Один день все было поверили, что разбойникам пришел конец. С эллинской границы дали знать на ближайший военный турецкий пост, что шайка Салаяни перешла границу и преследуется греческими войсками. Греческий офицер предлагал турецкому захватить шайку в лесу с двух сторон. Турки вступили в лес; офицер турецкий шел впереди и высматривал; разбойники выстрелили и убили его и одного солдата. Воодушевленные гневом, турки ринулись в кусты; разбойники отступили, отстреливаясь; турки все шли вперед, надеясь на поддержку греческого войска, которое должно было быть в тылу у разбойников. Лес кончился, разбойники пропали; греческого войска не было и следа.

Так жаловались турки. Греки свободного королевства, напротив того, жаловались на турок, уверяя, что они искали только прогнать Салаяни в Элладу, а не схватить его.

Пока мутесариф старался и принимал всевозможные меры, и все было напрасно – судьба Салаяни была уже помимо его решена людьми деревенскими, которых возмутило последнее его преступление.

Пан-Дмитриу пришел сперва на дом к Парасхо; долго говорил с Тодори, и они вместе пошли к кир-Христаки и совещались с ним.

– Пора бы давно тебе! – сказал кир-Христаки. – Мало тебе и того, что тебя рогачом люди зовут.

На что Пан-Дмитриу ответил опять то же:

– Худые слова, эффенди, от худых людей идут, а я смотрю на то, что этот человек великое злодейство совершил! Слыхали ли люди – игумена-старца убить!

Кир-Христаки ответил ему на это:

– Когда так, Панайоти, я поведу тебя к мутесарифу.

– Веди, эффенди! – сказал Пан-Дмитриу.

На другой же день шестьдесят человек турецких солдат ушли в Вувусу, и к вечеру разнеслась в городе весть, что Салаяни убит вместе с несколькими товарищами.

В самом деле, в город скоро возвратились вместе с турками несколько вооруженных селян, и Пан-Дмитриу с почтительным поклоном вынул из мешков головы разбойников и положил их у ног мутесарифа.

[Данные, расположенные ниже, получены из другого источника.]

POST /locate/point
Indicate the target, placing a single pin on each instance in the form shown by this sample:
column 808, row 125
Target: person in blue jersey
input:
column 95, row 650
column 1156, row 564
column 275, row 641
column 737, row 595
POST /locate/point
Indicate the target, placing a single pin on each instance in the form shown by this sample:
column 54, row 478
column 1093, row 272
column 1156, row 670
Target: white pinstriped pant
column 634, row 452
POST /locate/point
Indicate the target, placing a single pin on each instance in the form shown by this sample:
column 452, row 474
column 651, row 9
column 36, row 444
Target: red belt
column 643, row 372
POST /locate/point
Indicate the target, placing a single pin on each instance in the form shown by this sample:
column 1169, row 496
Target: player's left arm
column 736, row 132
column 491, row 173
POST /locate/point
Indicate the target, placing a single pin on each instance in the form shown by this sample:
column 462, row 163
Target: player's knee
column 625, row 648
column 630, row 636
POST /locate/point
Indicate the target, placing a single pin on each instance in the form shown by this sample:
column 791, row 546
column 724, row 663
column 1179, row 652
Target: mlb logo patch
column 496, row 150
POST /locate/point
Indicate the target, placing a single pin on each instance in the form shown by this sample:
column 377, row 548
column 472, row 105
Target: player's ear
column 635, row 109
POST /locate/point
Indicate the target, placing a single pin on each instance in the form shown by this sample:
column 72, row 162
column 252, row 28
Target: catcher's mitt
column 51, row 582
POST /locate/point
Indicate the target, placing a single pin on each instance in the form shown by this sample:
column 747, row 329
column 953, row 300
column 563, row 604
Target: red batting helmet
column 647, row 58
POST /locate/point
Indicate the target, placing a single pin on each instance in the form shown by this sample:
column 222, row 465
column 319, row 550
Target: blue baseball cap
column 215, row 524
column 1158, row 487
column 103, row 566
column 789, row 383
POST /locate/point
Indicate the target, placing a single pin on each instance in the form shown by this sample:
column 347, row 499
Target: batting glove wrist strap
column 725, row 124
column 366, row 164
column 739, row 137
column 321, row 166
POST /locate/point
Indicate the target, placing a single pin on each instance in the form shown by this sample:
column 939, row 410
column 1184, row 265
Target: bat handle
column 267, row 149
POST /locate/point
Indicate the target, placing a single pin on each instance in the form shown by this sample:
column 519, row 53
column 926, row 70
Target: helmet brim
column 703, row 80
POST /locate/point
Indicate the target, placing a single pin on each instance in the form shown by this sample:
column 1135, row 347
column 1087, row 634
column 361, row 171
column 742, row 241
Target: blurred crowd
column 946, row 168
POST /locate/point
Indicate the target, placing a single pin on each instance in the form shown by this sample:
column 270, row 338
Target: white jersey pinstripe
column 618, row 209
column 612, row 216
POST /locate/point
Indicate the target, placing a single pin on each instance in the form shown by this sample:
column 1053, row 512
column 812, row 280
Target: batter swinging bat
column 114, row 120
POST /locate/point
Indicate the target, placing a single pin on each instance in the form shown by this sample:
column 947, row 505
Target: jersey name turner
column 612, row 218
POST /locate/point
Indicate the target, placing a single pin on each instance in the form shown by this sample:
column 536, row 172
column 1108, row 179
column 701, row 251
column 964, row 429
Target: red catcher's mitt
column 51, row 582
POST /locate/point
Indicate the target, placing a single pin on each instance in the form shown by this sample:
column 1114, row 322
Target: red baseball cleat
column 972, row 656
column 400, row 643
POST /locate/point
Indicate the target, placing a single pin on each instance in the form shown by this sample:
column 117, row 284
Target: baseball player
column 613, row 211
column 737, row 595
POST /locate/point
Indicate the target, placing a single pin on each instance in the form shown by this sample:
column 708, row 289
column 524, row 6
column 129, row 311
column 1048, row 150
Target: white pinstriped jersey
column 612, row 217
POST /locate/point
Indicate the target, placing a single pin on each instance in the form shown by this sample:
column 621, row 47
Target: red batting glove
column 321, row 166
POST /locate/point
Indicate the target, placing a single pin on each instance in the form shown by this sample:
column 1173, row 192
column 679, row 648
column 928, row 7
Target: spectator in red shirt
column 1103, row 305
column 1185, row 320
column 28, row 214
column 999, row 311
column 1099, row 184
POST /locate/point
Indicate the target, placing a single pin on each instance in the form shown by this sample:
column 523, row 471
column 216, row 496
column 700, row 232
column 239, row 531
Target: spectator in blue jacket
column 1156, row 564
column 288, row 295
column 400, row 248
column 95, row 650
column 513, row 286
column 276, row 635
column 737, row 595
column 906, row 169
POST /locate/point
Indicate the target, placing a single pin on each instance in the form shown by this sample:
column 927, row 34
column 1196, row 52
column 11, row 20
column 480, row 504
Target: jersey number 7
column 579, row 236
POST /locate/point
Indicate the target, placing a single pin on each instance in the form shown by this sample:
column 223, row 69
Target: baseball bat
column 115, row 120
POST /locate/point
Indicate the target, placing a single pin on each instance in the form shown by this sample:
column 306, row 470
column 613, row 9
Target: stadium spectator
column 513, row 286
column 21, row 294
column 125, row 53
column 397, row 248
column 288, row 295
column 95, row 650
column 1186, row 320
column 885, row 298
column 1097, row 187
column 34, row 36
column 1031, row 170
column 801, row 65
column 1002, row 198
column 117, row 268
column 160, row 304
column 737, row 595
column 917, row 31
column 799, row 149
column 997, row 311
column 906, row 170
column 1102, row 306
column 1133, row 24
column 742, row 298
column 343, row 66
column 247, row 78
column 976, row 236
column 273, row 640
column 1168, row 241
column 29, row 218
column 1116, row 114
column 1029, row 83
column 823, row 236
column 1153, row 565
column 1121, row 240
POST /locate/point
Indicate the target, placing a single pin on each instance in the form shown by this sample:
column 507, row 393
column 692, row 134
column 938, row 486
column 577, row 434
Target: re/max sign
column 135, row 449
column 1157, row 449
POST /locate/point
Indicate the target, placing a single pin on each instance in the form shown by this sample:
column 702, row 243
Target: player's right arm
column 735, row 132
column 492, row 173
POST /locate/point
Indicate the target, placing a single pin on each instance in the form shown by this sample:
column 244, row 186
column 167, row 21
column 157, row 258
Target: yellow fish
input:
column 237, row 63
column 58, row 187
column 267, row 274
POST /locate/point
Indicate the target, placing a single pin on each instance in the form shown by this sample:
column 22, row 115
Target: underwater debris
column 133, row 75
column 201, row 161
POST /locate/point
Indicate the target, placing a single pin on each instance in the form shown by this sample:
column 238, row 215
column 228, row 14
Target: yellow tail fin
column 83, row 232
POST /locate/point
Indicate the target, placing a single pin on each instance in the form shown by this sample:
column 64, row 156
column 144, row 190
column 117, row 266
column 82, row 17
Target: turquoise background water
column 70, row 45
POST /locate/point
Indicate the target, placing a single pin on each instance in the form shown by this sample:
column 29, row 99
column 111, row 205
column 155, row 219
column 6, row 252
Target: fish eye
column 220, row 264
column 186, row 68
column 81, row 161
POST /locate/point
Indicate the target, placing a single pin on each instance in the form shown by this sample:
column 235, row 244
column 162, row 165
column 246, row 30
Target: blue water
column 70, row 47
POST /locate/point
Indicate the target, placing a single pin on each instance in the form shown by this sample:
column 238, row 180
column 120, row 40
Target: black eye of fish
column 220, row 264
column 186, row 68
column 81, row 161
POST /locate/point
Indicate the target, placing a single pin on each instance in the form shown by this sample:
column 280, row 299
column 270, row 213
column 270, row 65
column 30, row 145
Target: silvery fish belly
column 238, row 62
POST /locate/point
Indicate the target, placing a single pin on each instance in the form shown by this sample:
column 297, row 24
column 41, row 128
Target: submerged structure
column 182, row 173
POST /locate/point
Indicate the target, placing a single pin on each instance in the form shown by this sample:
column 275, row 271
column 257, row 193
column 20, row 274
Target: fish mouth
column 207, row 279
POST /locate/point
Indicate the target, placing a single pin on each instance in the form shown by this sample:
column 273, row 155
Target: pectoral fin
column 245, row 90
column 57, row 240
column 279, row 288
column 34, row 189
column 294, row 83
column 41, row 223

Радость паши была неописанная: но, приписывая все своим распоряжениям, не подозревал, что не согласись Пан-Дмитриу выдать своего друга, он бы ничего не сделал.

И Алкивиад подумал: «Не оскорби Салаяни религиозного чувства Пан-Дмитриу и других сельских греков – не увидал бы мутесариф пред собою бледной и окровавленной головы Салаяни».

Мутесариф телеграфировал генерал-губернатору, генерал-губернатор благодарил его и приказал снять с мертвых голов фотографии, если в Рапезе есть фотограф.

Фотограф, хотя и не слишком хороший, был в это время в Рапезе, и через несколько дней на базаре вывесили портреты убитых разбойников.

Алкивиад пошел тотчас же смотреть [их] и купил себе одну карточку.

На самом верху, в средине висела голова самого Салаяни. Он был убит пулей в грудь, и лицо его не было обезображено. Усы еще были подкручены кверху, глаза полуоткрытые, как будто хранили еще выражение хитрости и самодовольства, которое заметил в них Алкивиад при первом свидании.

Другие лица были более изувечены сабельными ударами, а внизу висели головы двух очень молодых разбойников, еще безбородых; у одного из них лицо имело жалобное, детское выражение; казалось, он кричал и просил пощады. Голова другого была так разбита пулей, что фотограф долго не знал, как повесить ее и, наконец, прибил ее гвоздем к сукну на стене за клочок кожи на полу отбитой кости лба.

– Геройские греческие души! – сказал Алкивиад. – На что истратилась ваша неукротимая энергия! – и глубоко вздохнул.

Некоторые турки шутили с христианами: «Вот вы, эллины, все говорите, что мы, турки, вперед нейдем! В старину мы резали головы и фотографий не снимали, а теперь тоже режем головы и снимаем фотографии».